Some of the following problems will be easier to do if you use the CIspace applets at
http://www.cs.ubc.ca/labs/lci/CIspace/

Question One

Consider the grid world in the following figure:

CoffeeGrid.png

Assume that the robot can be in any of the white squares, and can do one step up, down, left, or right at each time. It cannot step into one of the black squares or outside of the boundary. The cost of a path is the number of steps in the path. At the squares marked with Ci are coffee shops where, if the robot goes to the square, it will be given coffee. Suppose the robot starts at the square marked as S, without coffee, and must end up at the square marked G carrying coffee.
  1. What is the state space? How many states are there?
  2. Draw the graph that represents the search space. You can use whatever notation you like as long as you explain it.
  3. Give an admissible heuristic. Your heuristic can take into account where the coffee shops are, but not where the blocked squares are. Hint: a useful concept is the Manhattan distance between two points (x1,y1) and (x2,y2) which is |x1-x2|+|y1-y2|.
  4. On your graph number the nodes in the order they are expanded in an A* search with multiple path pruning.
  5. How will your heuristic and A* change if we assume that there is a hill going down towards the right so that steps to the right cost 0.5 and steps to the left cost 1.5, and steps up and down cost 1 each.

Question Two

Progress is made in science by observing a phenomenon of interest, making hypotheses and testing the hypothesis either empirically or by proving theorems.

For this question you are to think about the effect of heuristic accuracy on A* search. That is, you are to experiment with, and think about how close h(n) is to the actual distance from node n to a goal affects the efficiency and accuracy of A*. To get full marks you must at least invent and prove one theorem and show some empirical evidence for you answer. Your answers need to be precise (e.g, don't say "it works better", but say something like "it always works better", "it sometimes works better" or "it works better in a majority of cases").

  1. What is the effect of reducing h(n) when h(n) is already an underestimate?
  2. How does A* perform when h(n) is the exact distance from n to a goal?
  3. What happens if h(n) is not an underestimate?
One way to vary h(n) is to use the applet with the automatic node heuristics (under the search options menu) turned on, then turn it off and change heuristic values.
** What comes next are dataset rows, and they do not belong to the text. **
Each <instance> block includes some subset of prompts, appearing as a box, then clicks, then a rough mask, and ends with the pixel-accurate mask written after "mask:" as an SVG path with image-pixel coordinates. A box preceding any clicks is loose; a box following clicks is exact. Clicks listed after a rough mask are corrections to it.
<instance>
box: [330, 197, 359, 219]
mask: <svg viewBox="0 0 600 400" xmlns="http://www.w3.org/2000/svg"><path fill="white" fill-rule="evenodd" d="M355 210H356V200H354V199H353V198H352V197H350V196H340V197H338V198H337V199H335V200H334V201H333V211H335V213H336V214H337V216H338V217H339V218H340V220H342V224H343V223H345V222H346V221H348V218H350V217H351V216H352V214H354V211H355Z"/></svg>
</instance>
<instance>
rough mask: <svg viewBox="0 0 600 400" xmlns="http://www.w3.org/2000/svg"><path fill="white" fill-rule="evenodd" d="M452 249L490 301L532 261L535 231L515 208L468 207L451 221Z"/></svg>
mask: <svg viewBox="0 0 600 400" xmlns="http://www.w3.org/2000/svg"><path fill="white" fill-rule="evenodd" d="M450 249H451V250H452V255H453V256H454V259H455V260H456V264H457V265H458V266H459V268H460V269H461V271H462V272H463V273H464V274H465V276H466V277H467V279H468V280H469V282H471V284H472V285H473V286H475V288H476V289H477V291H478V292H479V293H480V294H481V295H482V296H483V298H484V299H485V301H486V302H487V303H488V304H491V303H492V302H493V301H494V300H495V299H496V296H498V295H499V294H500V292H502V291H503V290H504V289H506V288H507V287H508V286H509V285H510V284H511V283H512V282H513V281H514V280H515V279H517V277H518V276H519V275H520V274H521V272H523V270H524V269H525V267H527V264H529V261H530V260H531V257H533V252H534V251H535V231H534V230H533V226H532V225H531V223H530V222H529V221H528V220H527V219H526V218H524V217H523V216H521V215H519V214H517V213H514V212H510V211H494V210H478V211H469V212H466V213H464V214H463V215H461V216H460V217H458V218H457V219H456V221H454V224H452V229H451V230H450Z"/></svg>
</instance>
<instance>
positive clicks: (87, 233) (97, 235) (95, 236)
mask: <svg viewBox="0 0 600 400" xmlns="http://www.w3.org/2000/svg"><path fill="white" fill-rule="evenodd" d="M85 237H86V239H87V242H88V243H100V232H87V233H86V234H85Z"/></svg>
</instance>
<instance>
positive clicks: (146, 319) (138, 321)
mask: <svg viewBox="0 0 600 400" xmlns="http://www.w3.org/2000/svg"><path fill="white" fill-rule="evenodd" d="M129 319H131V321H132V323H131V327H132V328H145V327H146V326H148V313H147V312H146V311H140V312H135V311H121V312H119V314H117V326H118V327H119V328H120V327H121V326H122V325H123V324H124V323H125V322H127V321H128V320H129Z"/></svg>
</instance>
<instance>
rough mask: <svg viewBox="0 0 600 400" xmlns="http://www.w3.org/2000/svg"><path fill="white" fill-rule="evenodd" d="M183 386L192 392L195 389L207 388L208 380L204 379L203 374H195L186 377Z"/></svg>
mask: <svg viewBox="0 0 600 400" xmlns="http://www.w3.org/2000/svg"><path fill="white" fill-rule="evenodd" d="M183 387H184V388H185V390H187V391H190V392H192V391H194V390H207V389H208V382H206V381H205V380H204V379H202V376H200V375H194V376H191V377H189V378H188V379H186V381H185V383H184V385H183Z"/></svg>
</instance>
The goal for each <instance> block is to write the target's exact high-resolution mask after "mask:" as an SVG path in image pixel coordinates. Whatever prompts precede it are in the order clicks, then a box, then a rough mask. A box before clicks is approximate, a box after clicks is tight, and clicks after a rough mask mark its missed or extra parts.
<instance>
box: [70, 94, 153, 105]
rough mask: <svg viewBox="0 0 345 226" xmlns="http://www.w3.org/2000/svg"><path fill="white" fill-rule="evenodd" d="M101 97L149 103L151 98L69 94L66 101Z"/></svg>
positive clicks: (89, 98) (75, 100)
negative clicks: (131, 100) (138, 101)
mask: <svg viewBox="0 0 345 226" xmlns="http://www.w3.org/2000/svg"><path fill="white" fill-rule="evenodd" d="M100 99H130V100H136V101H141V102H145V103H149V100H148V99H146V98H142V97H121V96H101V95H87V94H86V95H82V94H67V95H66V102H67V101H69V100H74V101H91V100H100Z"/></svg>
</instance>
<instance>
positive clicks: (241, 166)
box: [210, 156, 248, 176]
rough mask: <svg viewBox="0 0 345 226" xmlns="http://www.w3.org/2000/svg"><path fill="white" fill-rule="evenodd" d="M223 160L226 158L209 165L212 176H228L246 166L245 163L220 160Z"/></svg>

There are ways to change all heuristic values.

Question Three

For each of the following, give a graph that is a tree (there is at most one arc into any node), contains at most 15 nodes, and has at most two arcs out of any node.
  1. Give a graph where depth-first search is much more efficient (expands fewer nodes) than breadth-first search.
  2. Give a graph where breadth-first search is much better than depth-first search.
  3. Give a graph where A* search is more efficient than either depth-first search or breadth-first search.
  4. Give a graph where depth-first search and breadth-first search are both more efficient than A* search.
You must draw the graph and show the order of the neighbors (this is needed for the depth-first search). Either give the arc costs and heuristic function or state explicitly that you are drawing the graph to scale and are using Euclidean distance for the arc costs and the heuristic function.